I had a conversation with someone who claimed offhandedly that AI will dramatically raise agricultural productivity (via agritech advancements) in low-income countries and trigger growth as a result. My instinct was to respond that we've already had substantial advancements in agricultural technology, and yet it hasn't resulted in the magnitude of yield growth, let alone economic growth, you'd expect in many countries. We'd need to explain that before knowing how AI-driven innovation will be different.
I work through this question via Malawi. It's a useful case because all the usual scapegoats don't apply (no war, no resource curse, peaceful democracy), but the economy is still dominated by subsistence farming.
The argument is that the binding constraint on growth in cases like Malawi is not technological, and that AI-driven productivity gains may hit the same arrangement that absorbed the previous ones unless the forecast specifies how that changes.
Curious what people working on AI-and-growth scenarios or on Malawi specifically make of this.

You discuss institutions, but I don't think you discuss the right kind of institutions. If I am comparing Malawi to some of the other nearby landlocked African countries you mention, the first thing that jumps out to me is their dramatically worse economic freedom. Malawi has one of the worst scores in the entire world, ranked 147/165, a level more typical of central or saharan african countries.
https://www.efotw.org/?geozone=world&page=map&year=2023&countries=MWI,ZMB,RWA,BWA,LSO#country-info
(You didn't mention Eswatini or Burundi, but they also score very badly - unfortunately the map tool above will only let me display 5 countries so I focused on those named in the text plus Zambia as it is neighbouring).
This doesn't resolve the infinite-regress style question of what causes some countries to have more capitalist institutions than others, but when it comes to which institutions to investigate, I think it is their economic institutions we should focus on.
tbf it looks like the categories that drag Malawi's economy down are the trade restrictions which were discussed and lack of "sound money": inflation is often a symptom of being poor[1] rather than anything particularly unusual about its institutions.
Even more so if we compare institutions with Botswana and its relative wealth from being able to export diamonds rather than basic food.
productivity growth locally not keeping up with the cost of necessary imports, basically. Looks like Malawi de-pegged their economy from the dollar a while back because of balance of payment problems rather than because of some weird governmental quirk.
The article is good, but the title's claim is too strong.
Merely knowing that Malawi is a landlocked sub-Saharran African country has huge explanatory power. The question of 'We don't know why Malawi is poorer than Rwanda' seems like a better question (which the article explores).
The pushback against AI led productivity growth also seems comparatively weak. AI is not referenced until the last paragraph, and I don't think you really engage with what AI makes possible.
This is just annoying because the article is really good, but now I want to argue about the title XD
Malawi is really, really poor - worse than almost all Sub-saharan landlocked countries even those with previous conflicts and worse institutions. I get what you mean that Malawi could be doing twice as well and still be really poor, but despite that I think the title is just fine!
I think the bigger impact of AI than agricultural productivity is increased demand for manual labor as knowledge work is automated, so low income countries should get ready to export a lot.
I think you make a good point well (although I think the answer to why Malawi is poor is "all of the above and more", and the question "why is Rwanda growing fast" is a more interesting one[1])

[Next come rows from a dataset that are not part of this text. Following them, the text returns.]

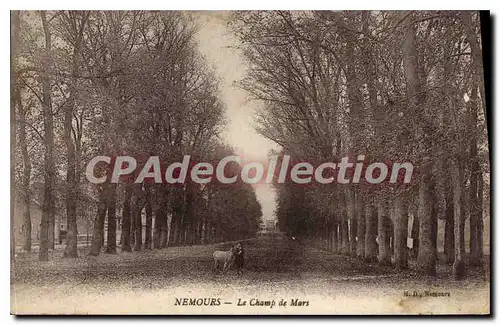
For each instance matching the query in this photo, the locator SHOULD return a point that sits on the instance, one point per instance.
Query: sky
(215, 42)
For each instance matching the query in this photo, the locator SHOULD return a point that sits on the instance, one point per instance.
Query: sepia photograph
(273, 162)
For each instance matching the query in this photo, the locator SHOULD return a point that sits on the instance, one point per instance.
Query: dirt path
(174, 280)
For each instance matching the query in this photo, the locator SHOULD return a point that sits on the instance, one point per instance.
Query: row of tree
(393, 86)
(88, 83)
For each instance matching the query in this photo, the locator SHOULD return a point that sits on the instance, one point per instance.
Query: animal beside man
(233, 258)
(224, 259)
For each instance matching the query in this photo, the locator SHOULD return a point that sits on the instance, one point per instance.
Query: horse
(225, 258)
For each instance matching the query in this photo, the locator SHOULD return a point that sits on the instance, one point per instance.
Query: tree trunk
(102, 205)
(136, 215)
(71, 181)
(126, 219)
(458, 203)
(371, 233)
(344, 228)
(400, 233)
(383, 233)
(449, 235)
(474, 203)
(26, 191)
(111, 240)
(426, 259)
(149, 220)
(49, 169)
(361, 214)
(480, 220)
(335, 238)
(15, 45)
(353, 224)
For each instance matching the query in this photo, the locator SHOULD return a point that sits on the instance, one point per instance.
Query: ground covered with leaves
(155, 282)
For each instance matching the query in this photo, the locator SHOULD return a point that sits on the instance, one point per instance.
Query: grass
(148, 282)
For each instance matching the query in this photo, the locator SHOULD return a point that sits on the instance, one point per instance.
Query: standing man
(239, 260)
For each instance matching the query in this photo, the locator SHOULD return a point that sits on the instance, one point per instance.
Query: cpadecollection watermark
(342, 172)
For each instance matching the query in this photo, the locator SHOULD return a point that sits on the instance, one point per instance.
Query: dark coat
(239, 260)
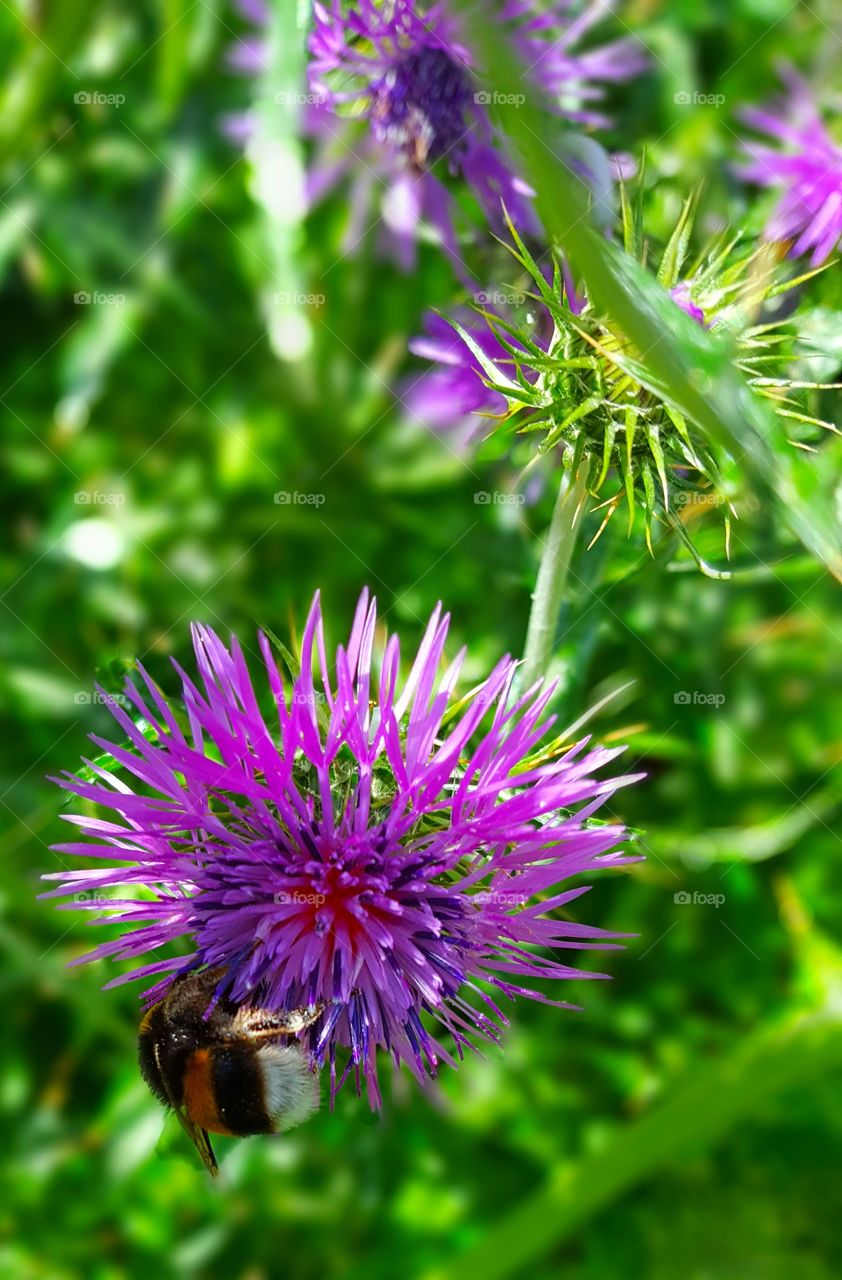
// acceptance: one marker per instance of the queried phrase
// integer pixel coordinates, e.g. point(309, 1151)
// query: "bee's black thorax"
point(238, 1087)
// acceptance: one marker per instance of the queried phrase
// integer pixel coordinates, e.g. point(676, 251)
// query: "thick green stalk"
point(552, 577)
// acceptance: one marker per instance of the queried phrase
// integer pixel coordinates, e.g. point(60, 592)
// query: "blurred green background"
point(689, 1121)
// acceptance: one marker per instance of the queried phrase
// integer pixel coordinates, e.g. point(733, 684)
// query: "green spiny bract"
point(584, 389)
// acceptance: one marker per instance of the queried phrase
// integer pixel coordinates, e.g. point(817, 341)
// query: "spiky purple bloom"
point(682, 297)
point(371, 844)
point(419, 115)
point(452, 394)
point(805, 168)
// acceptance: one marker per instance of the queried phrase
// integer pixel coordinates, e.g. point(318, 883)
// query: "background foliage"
point(689, 1121)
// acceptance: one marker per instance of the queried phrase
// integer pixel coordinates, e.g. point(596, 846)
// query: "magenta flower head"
point(805, 168)
point(371, 845)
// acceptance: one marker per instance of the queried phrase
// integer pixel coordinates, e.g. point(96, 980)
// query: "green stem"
point(552, 577)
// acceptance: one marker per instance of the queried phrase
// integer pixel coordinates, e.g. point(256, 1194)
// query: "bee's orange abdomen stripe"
point(200, 1100)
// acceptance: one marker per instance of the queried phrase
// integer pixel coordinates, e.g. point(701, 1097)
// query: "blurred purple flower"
point(452, 396)
point(682, 297)
point(806, 168)
point(407, 81)
point(371, 844)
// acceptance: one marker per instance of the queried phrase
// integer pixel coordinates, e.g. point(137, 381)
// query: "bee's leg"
point(269, 1024)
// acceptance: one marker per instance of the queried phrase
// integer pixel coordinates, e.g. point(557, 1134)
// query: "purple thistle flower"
point(806, 168)
point(371, 844)
point(452, 394)
point(397, 99)
point(682, 297)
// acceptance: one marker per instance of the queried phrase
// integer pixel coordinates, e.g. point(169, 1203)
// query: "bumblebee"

When it comes to the inability of A[G]I to magically transform Malawi's economy I actually think it's even broader than just specific things like the existing political settlement restricting exports: AI telling people how to increase crop yields simply isn't going to make maize smallholding anything other than a poverty living. Demand for maize is finite so making it marginally more efficiently even if one assumes every Malawian smallholder perfectly optimizes their production using the latest frontier yield optimization models (which one definitely shouldn't assume) makes little difference. AI isn't going to make the world any more likely to manufacture in a poorly educated, poorly connected backwater; if anything the opposite. Malawians aren't exactly inundated with funds to buy compute time to start exciting new international businesses either.
Bangladesh and Vietnam I don't see as really comparable. They have some classic historic problems but they have factors pulling them into a global economy Malawi doesn't and couldn't have.
Nice piece, thanks for sharing it on here!